日本畜産学会第126回大会

講演情報

共催シンポジウム "畜産研究の成果を獣医臨床フィールドへ"

肉牛生産と疾病管理の最前線

2019年9月19日(木) 15:15 〜 17:15 第I会場 (ぽらんホール(8番講義室))

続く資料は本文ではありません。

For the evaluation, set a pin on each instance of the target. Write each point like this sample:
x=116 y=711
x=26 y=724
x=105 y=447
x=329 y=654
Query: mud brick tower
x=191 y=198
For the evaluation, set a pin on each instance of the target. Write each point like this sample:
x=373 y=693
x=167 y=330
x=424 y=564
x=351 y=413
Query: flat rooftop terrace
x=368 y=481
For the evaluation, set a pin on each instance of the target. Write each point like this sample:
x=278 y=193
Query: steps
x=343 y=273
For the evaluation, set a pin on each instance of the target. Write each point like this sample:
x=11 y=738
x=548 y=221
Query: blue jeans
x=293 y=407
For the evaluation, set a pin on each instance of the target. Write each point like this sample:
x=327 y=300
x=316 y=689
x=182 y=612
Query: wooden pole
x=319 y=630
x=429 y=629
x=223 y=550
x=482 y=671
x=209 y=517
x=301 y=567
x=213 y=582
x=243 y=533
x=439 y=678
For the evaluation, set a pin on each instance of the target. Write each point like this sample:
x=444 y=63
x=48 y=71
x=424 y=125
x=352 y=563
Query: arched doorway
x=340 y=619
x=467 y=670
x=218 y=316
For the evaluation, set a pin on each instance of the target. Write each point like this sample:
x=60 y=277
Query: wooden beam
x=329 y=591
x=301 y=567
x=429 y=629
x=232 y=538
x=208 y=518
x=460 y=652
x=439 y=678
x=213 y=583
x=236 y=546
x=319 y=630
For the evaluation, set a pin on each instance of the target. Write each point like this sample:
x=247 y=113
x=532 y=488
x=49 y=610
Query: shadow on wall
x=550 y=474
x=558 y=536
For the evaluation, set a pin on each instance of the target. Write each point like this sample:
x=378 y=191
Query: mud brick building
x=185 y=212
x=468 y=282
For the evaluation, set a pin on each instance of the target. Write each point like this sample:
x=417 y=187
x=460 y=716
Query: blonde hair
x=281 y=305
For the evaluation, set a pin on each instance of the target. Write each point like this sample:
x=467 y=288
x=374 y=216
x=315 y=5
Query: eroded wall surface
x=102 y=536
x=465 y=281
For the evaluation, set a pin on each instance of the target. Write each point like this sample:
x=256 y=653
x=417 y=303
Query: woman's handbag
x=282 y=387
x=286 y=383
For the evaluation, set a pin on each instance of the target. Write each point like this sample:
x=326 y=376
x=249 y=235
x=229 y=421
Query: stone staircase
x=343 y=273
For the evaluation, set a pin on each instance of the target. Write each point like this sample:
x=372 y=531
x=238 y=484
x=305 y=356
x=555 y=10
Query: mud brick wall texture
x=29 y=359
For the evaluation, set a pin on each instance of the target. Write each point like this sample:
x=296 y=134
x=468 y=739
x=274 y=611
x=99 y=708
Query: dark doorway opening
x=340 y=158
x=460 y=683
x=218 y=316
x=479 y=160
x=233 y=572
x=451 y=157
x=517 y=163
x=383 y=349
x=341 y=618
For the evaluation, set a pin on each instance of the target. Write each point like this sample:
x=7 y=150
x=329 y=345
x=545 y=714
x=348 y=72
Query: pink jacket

座長:岩本 英治(兵庫県立農林水産技術総合センター)、一條 俊浩(岩手大学)

16:15 〜 16:45

[SY-II-03] 臨床現場における素牛生産の現状と課題

*松田 敬一1 (1. 宮城県農業共済組合)

 近年畜産農家の高齢化等により廃業する農家が増え農家戸数が減少している.しかし,黒毛和種牛の飼育頭数は下げ止まりの傾向を示している.これは,現存している農家の規模拡大が進んでいるためであり,繁殖親牛を50頭以上飼育している大規模農場数が増加している.黒毛和種繁殖農家の大規模化に伴い,黒毛和種子牛の疾病発生状況が変化してきている.以前は,黒毛和種子牛に発生する疾病の多くが幼齢期に発生する感染性腸炎(白痢)であったが,妊娠末期の飼養管理の改善,初乳の適正給与,下痢予防ワクチンの普及等により,腸炎の発生数は年々減少してきた.しかし,近年になって肺炎等の呼吸器感染症の発生が増加しており,基牛生産現場での大きな問題となってきている.
 牛は群れを形成する動物であるが,群形成時の順位付けに行われる闘争等が大きなストレスとなる.群の下位に順位付けされた子牛は持続的なストレスが加わるだけでなく,自由に採食等が出来ないなど栄養状態が悪化し免疫低下を引き起こす.大規模な農場では,子牛群の中に新たな子牛が頻繁に入ってくることになり,群形成ストレスが繰り返され,群全体の免疫性が低下する.小規模農家で母子同居飼育が主流だった時代には,若齢時の呼吸器感染症はほとんど認められず,5ヶ月齢頃に母子分離をして子牛のみの群を形成してから呼吸器感染症が発生したため,既存のワクチンプログラム等でその発生を予防することが出来た.しかし,牛群の大規模化に伴い,効率化や牛舎構造等の理由で早期に母子が分離され,若齢時からロボット哺乳等の群飼育に移行する農場が増えている.そのため,早期に群形成ストレス等が加わり,呼吸器感染症の発生時期が若齢化した.既存の免疫学では,母牛からの移行抗体が存在する時期にワクチンを接種しても,抗体価が上昇しないため疾病予防効果が無いとされ,ワクチンプログラムは生後3ヶ月齢以降に開始することが一般的であった.しかし,この方法では,大規模農場ではすでに呼吸器病が発生しているため予防対策にはならない.そこで現在では,妊娠末期の母牛に呼吸器病ワクチンを接種して,初乳を介して呼吸器病原因病原体の特異抗体を子牛に移行させる方法や,今まで効果が無いとされていた若齢時からのワクチンプログラムを行うなどして,実際に呼吸器感染症の発生を減少させた事例も報告されてきている.
 呼吸器感染症の治療には抗生物質を使用することが多く,牛群内で呼吸器感染症が多発すれば抗生物質の使用量が増加する.現在獣医療のみならず,ヒト医療においても薬剤耐性菌の発生が問題となっており,抗生物質の慎重使用が求められている.飼養管理の改善やワクチンプログラムの実施により呼吸器感染症の発生を減らすことが一番大事であるが,呼吸器感染症が発症した場合の抗生物質の選択には,地域での発生状況や過去の経験だけでなく,鼻腔スワブ等からの原因菌の同定や薬剤感受性試験を行い,適正な抗生物質の選択を行うことにより治療期間を短縮させ抗生物質の使用量を減らしていく必要がある.
 近年,子牛市場に上場される頭数の減少などが理由で,肥育素牛の販売価格が高騰している.しかし,肥育後の枝肉価格は低迷しており,肥育農家は利益を得るために枝肉重量が重くなる基牛を求めている.そのため,子牛市場では体格の良い牛(≒体重の重い牛)がより高値を付けており,繁殖農家には体重が重ければ高く売れるという間違った認識が伝わり,育成期に濃厚飼料を多給して過肥する事例が散発している.濃厚飼料の多給は様々な疾病の原因になるだけでなく,育成期の過肥を引き起こし,皮下脂肪や筋間脂肪の増加等により歩留まり等級を低下させることになり,肥育農家の経営を悪化させる原因となる.そのため,繁殖農家だけでなく業界全体で認識を正しく持ち改善していく必要がある.